As the judges said on the 90-Second Newbery blog, “This is fantastic! I love this animation you’ve done! I’m really impressed by this! The art is really expressive and tells the story very concisely and effectively. The acting the the voiceover narration were committed, authentic, and accurate.”

That’s not the only kind of animation we are featuring this Saturday. We also have a couple of great Claymation pieces, like this adaptation of Lois Lowry’s 1994 Medal Winner The Giver by Kyle, James, Elaon, and Adam of Kingwood, TX:

On the 90-Second Newbery blog, the judges wrote, “Great use of Claymation to tell the story! I like how you kept it in black and white for most of it, then switched to color at the end when Jonas leaves the community. The music was well-chosen and gave the movie a certain power… for example, the ‘releasing’ scene of the baby was unexpectedly affecting (I like how you switched to pen-and-paper animation for that part, to emphasize that this is something Jonas is viewing). A lot of nice little touches, like the way it looks when Jonas goes down the hallway to escape the town. Baby Gabriel was very cute, too!”
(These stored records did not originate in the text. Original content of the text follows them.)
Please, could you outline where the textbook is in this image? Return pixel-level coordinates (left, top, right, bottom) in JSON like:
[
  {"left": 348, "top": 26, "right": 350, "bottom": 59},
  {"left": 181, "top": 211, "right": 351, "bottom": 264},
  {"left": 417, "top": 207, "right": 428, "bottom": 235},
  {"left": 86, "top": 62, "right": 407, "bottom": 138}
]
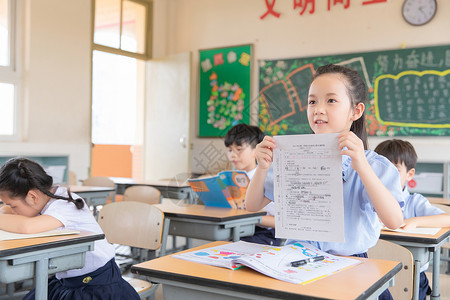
[
  {"left": 188, "top": 171, "right": 250, "bottom": 208},
  {"left": 173, "top": 241, "right": 361, "bottom": 284},
  {"left": 0, "top": 228, "right": 80, "bottom": 241}
]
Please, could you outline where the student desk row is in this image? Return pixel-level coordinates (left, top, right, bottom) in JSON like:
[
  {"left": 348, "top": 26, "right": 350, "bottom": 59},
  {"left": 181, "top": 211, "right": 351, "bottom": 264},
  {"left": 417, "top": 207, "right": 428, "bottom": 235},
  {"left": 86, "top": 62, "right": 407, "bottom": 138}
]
[
  {"left": 380, "top": 228, "right": 450, "bottom": 299},
  {"left": 131, "top": 242, "right": 401, "bottom": 300},
  {"left": 110, "top": 177, "right": 196, "bottom": 204},
  {"left": 69, "top": 185, "right": 115, "bottom": 216},
  {"left": 155, "top": 203, "right": 266, "bottom": 255},
  {"left": 0, "top": 232, "right": 105, "bottom": 300}
]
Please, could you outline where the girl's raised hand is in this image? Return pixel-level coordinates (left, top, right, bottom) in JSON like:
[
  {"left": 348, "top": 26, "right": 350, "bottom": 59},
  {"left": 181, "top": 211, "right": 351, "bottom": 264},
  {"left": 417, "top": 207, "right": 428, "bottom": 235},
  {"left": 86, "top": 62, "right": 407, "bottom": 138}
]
[
  {"left": 338, "top": 131, "right": 368, "bottom": 172},
  {"left": 255, "top": 136, "right": 275, "bottom": 169}
]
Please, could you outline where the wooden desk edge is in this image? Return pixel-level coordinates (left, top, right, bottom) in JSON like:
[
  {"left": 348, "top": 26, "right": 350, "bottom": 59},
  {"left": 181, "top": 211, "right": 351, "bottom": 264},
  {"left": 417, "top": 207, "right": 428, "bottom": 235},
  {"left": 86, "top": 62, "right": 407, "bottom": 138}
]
[
  {"left": 155, "top": 204, "right": 267, "bottom": 222},
  {"left": 131, "top": 242, "right": 402, "bottom": 299},
  {"left": 380, "top": 227, "right": 450, "bottom": 244}
]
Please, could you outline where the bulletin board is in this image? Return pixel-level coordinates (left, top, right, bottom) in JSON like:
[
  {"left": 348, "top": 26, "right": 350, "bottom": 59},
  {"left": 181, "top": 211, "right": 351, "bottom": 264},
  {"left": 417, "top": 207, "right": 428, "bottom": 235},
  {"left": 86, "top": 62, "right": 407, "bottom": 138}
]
[
  {"left": 198, "top": 45, "right": 252, "bottom": 137},
  {"left": 259, "top": 45, "right": 450, "bottom": 136}
]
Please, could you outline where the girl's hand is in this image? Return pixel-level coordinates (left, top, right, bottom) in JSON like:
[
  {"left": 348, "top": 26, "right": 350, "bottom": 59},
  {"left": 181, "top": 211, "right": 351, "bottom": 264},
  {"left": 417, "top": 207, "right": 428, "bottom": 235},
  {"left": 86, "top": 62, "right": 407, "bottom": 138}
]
[
  {"left": 338, "top": 131, "right": 369, "bottom": 173},
  {"left": 255, "top": 136, "right": 275, "bottom": 169},
  {"left": 400, "top": 218, "right": 417, "bottom": 230},
  {"left": 0, "top": 205, "right": 14, "bottom": 215}
]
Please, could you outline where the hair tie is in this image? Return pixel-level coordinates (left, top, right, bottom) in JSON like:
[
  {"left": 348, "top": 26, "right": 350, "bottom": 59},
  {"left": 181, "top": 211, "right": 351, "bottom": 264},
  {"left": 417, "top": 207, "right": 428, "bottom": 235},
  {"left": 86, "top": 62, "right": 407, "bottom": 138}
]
[{"left": 17, "top": 162, "right": 27, "bottom": 178}]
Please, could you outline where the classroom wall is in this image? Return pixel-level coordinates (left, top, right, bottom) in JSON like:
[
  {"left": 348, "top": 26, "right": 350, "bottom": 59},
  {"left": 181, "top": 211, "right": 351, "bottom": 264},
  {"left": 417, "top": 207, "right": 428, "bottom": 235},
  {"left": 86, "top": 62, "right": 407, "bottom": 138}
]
[
  {"left": 0, "top": 0, "right": 91, "bottom": 179},
  {"left": 153, "top": 0, "right": 450, "bottom": 172}
]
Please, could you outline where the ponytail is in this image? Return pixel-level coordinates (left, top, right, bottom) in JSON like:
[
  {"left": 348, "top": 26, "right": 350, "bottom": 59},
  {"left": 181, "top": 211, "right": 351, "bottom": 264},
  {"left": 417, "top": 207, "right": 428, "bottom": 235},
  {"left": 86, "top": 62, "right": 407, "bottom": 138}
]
[{"left": 0, "top": 158, "right": 84, "bottom": 209}]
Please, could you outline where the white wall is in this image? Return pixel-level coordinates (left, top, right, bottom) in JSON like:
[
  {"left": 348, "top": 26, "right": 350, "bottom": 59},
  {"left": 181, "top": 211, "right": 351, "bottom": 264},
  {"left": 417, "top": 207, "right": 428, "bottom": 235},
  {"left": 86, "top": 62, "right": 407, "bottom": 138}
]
[
  {"left": 153, "top": 0, "right": 450, "bottom": 171},
  {"left": 0, "top": 0, "right": 91, "bottom": 179}
]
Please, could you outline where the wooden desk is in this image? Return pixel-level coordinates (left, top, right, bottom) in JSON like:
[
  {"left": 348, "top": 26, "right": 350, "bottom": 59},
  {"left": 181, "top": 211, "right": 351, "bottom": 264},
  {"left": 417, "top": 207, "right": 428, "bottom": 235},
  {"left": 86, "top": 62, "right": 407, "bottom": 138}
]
[
  {"left": 155, "top": 203, "right": 266, "bottom": 253},
  {"left": 0, "top": 232, "right": 105, "bottom": 299},
  {"left": 380, "top": 228, "right": 450, "bottom": 299},
  {"left": 110, "top": 177, "right": 196, "bottom": 204},
  {"left": 69, "top": 185, "right": 115, "bottom": 216},
  {"left": 427, "top": 197, "right": 450, "bottom": 206},
  {"left": 131, "top": 242, "right": 401, "bottom": 300}
]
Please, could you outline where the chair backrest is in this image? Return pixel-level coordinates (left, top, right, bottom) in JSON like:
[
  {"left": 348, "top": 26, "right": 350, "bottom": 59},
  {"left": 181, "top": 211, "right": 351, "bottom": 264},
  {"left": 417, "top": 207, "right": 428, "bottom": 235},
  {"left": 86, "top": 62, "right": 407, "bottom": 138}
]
[
  {"left": 69, "top": 170, "right": 77, "bottom": 185},
  {"left": 123, "top": 185, "right": 161, "bottom": 204},
  {"left": 83, "top": 176, "right": 115, "bottom": 187},
  {"left": 432, "top": 203, "right": 450, "bottom": 249},
  {"left": 431, "top": 203, "right": 450, "bottom": 215},
  {"left": 98, "top": 201, "right": 164, "bottom": 250},
  {"left": 367, "top": 240, "right": 414, "bottom": 299}
]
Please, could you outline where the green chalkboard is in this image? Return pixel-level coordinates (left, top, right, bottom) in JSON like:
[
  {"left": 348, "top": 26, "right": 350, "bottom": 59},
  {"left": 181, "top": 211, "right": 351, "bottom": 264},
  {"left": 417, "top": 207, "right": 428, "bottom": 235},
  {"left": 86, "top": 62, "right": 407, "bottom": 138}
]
[
  {"left": 198, "top": 45, "right": 252, "bottom": 137},
  {"left": 259, "top": 45, "right": 450, "bottom": 136}
]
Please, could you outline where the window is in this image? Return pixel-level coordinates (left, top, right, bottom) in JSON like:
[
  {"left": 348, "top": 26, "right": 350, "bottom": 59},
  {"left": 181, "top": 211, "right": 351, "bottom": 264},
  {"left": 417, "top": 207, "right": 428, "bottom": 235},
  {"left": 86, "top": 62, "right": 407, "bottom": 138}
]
[
  {"left": 94, "top": 0, "right": 151, "bottom": 59},
  {"left": 92, "top": 51, "right": 145, "bottom": 145},
  {"left": 91, "top": 0, "right": 152, "bottom": 178},
  {"left": 0, "top": 0, "right": 20, "bottom": 140}
]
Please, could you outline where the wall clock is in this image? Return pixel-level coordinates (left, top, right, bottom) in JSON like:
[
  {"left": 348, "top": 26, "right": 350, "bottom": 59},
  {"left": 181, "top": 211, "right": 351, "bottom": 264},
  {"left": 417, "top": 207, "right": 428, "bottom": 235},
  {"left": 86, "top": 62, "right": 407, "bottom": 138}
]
[{"left": 402, "top": 0, "right": 437, "bottom": 26}]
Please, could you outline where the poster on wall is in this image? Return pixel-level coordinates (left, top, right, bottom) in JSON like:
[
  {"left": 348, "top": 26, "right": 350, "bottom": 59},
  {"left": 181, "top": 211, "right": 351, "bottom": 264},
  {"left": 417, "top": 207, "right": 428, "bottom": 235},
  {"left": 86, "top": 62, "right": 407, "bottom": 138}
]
[
  {"left": 258, "top": 45, "right": 450, "bottom": 136},
  {"left": 198, "top": 45, "right": 252, "bottom": 137}
]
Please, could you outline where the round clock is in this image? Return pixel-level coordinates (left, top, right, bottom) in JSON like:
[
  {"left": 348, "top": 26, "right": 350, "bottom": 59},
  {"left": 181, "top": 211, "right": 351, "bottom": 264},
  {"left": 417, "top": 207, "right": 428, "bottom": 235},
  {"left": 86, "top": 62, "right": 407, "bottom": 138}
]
[{"left": 402, "top": 0, "right": 437, "bottom": 26}]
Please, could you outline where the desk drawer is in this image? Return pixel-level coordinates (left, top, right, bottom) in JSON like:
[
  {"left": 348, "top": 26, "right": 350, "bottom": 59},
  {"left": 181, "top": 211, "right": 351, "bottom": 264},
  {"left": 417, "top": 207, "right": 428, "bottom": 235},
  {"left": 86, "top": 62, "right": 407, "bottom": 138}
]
[
  {"left": 169, "top": 219, "right": 255, "bottom": 241},
  {"left": 0, "top": 253, "right": 86, "bottom": 283}
]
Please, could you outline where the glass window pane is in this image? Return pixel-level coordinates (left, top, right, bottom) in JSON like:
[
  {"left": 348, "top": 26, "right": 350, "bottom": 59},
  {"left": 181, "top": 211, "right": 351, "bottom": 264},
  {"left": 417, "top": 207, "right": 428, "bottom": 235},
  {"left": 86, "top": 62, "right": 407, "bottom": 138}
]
[
  {"left": 94, "top": 0, "right": 120, "bottom": 48},
  {"left": 92, "top": 51, "right": 145, "bottom": 145},
  {"left": 0, "top": 0, "right": 10, "bottom": 66},
  {"left": 121, "top": 1, "right": 147, "bottom": 53},
  {"left": 0, "top": 83, "right": 14, "bottom": 135}
]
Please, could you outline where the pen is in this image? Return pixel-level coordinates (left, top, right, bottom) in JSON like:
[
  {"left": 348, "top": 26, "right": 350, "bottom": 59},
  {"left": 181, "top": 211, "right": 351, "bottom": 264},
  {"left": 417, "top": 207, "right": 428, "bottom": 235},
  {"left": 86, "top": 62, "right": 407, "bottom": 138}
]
[{"left": 291, "top": 255, "right": 325, "bottom": 267}]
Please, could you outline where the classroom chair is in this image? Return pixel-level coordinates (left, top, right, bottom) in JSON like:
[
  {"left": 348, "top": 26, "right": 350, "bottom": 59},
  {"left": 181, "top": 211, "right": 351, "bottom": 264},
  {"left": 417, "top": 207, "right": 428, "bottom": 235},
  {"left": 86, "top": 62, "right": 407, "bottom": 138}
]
[
  {"left": 367, "top": 240, "right": 414, "bottom": 299},
  {"left": 432, "top": 204, "right": 450, "bottom": 274},
  {"left": 69, "top": 170, "right": 77, "bottom": 185},
  {"left": 123, "top": 185, "right": 162, "bottom": 204},
  {"left": 82, "top": 176, "right": 116, "bottom": 217},
  {"left": 98, "top": 201, "right": 167, "bottom": 299}
]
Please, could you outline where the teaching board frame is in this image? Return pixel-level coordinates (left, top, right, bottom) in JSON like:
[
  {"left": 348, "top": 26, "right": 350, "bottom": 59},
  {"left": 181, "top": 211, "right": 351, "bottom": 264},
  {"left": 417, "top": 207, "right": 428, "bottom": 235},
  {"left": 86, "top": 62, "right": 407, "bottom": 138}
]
[
  {"left": 198, "top": 44, "right": 253, "bottom": 137},
  {"left": 258, "top": 45, "right": 450, "bottom": 136}
]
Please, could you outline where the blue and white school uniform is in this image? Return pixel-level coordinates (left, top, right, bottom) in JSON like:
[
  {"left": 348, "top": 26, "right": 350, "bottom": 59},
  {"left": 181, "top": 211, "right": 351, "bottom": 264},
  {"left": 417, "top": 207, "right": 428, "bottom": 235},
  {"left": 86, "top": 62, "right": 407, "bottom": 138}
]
[
  {"left": 264, "top": 150, "right": 403, "bottom": 255},
  {"left": 24, "top": 187, "right": 139, "bottom": 299},
  {"left": 241, "top": 168, "right": 281, "bottom": 246},
  {"left": 402, "top": 187, "right": 445, "bottom": 299}
]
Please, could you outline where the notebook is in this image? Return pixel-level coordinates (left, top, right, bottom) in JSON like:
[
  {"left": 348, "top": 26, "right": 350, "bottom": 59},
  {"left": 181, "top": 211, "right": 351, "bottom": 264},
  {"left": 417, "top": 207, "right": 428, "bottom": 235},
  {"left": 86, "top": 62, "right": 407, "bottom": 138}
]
[{"left": 173, "top": 241, "right": 361, "bottom": 284}]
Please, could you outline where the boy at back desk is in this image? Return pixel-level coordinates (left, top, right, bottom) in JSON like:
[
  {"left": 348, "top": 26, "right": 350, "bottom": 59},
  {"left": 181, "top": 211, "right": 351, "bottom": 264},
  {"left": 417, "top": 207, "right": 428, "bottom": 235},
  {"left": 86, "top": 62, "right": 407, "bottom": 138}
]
[
  {"left": 375, "top": 139, "right": 450, "bottom": 300},
  {"left": 224, "top": 124, "right": 281, "bottom": 246}
]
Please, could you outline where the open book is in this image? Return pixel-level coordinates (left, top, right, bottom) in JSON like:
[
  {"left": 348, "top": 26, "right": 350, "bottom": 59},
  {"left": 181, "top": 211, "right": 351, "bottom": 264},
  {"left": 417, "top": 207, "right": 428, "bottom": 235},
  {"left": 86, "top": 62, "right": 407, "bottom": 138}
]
[
  {"left": 0, "top": 228, "right": 80, "bottom": 241},
  {"left": 188, "top": 171, "right": 250, "bottom": 208},
  {"left": 173, "top": 241, "right": 360, "bottom": 284}
]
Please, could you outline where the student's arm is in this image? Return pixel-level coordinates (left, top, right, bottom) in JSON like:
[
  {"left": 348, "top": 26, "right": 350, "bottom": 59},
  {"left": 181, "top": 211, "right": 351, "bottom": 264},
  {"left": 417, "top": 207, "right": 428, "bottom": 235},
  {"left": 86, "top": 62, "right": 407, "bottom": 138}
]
[
  {"left": 245, "top": 136, "right": 275, "bottom": 211},
  {"left": 339, "top": 131, "right": 403, "bottom": 229},
  {"left": 259, "top": 216, "right": 275, "bottom": 228},
  {"left": 401, "top": 214, "right": 450, "bottom": 230},
  {"left": 0, "top": 214, "right": 63, "bottom": 233}
]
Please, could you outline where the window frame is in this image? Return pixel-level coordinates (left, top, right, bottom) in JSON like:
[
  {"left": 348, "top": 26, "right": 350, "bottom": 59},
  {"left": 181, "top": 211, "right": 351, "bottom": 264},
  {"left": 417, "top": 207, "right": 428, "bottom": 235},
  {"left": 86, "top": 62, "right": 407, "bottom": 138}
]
[
  {"left": 92, "top": 0, "right": 153, "bottom": 60},
  {"left": 0, "top": 0, "right": 23, "bottom": 142}
]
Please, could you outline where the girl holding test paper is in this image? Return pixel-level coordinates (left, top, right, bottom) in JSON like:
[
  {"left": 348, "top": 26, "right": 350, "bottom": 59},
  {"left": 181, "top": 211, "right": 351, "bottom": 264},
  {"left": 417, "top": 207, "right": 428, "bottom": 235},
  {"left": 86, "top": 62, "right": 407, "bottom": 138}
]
[{"left": 245, "top": 65, "right": 403, "bottom": 299}]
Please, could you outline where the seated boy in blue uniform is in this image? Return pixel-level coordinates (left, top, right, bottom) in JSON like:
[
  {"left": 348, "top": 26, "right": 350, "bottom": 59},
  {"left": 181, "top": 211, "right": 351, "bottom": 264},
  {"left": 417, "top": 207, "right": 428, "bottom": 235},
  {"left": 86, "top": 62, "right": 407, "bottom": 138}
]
[
  {"left": 224, "top": 124, "right": 281, "bottom": 246},
  {"left": 375, "top": 139, "right": 450, "bottom": 300}
]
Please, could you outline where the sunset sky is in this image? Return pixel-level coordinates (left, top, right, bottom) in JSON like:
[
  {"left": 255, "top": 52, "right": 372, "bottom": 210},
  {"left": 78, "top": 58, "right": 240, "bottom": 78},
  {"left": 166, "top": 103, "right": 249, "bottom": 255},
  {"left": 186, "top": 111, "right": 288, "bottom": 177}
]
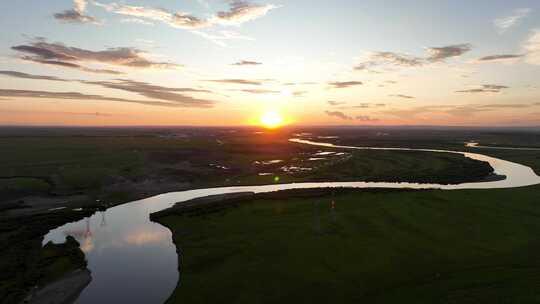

Here’s an adaptation with TWO twists, by Elijah, Vincent, Josselin, and Esteban. It’s of Kate DiCamillo’s 2004 Medal Winner The Tale of Despereaux, and it’s also done in Claymation… but also with a horror-movie twist!

Judges on the 90-Second Newbery blog, take it away: “Inventive and fun! I love the idea of a horror movie version of Tale of Despereaux. I like how the ghosts flew out of the bodies of all Desperaux’s siblings at the beginning (with the ominous parting shot of ‘And you are next!!!’) and I thought it was ingenious for the princess to be a zombie. The music was well-chosen and effective throughout, and the dialogue-bubbles kept the story moving along quickly and clearly. The big castle Desperaux enters was a good prop, the terrifying red-eyed cat in the cage was great, and when he was released from the cage for the final fight, it was legitimately exciting! The goriness of ‘slice! slice!’ and the shot of the decapitated cat in the pool of blood would have been too extreme if done in real life, but somehow in claymation it becomes charming. Classic horror movie ending: ‘The end… or is it?’ I loved every second of this!”

We have one other Claymation that we’ll be showing on Saturday, and it’s of E.B. White’s 1953 Honor Book Charlotte’s Web, as adapted by Hiram and Jason:

As the judges on the 90-Second Newbery blog say, “The stop-motion claymation was so much fun to watch! I liked how this movie used not only clay animals but also paper cut outs of animals. The dialogue bubbles were a good touch too. And I like how Farmer Zuckerman rides Wilbur around as though he’s a horse! You got the story across vividly and entertainingly, and great choice of music.”

Wait! One more! Even though it’s not technically animation, but rather a series of drawings. It’s of Paula Fox’s 1974 Medal Winner The Slave Dancer, by Aaliyah M and Giselle S.:

On the 90-Second Newbery blog, the judges said, “Beautifully drawn! The spoken story is well told by the alternating narrators. The pictures complement the narration very well, not just reinforcing the meaning of what’s spoken, but also augmenting it, showing us the emotions that the characters are feeling. The speech bubbles throughout were a cool touch too. I like the dramatic orchestral smash when the ship crashes. Great work!”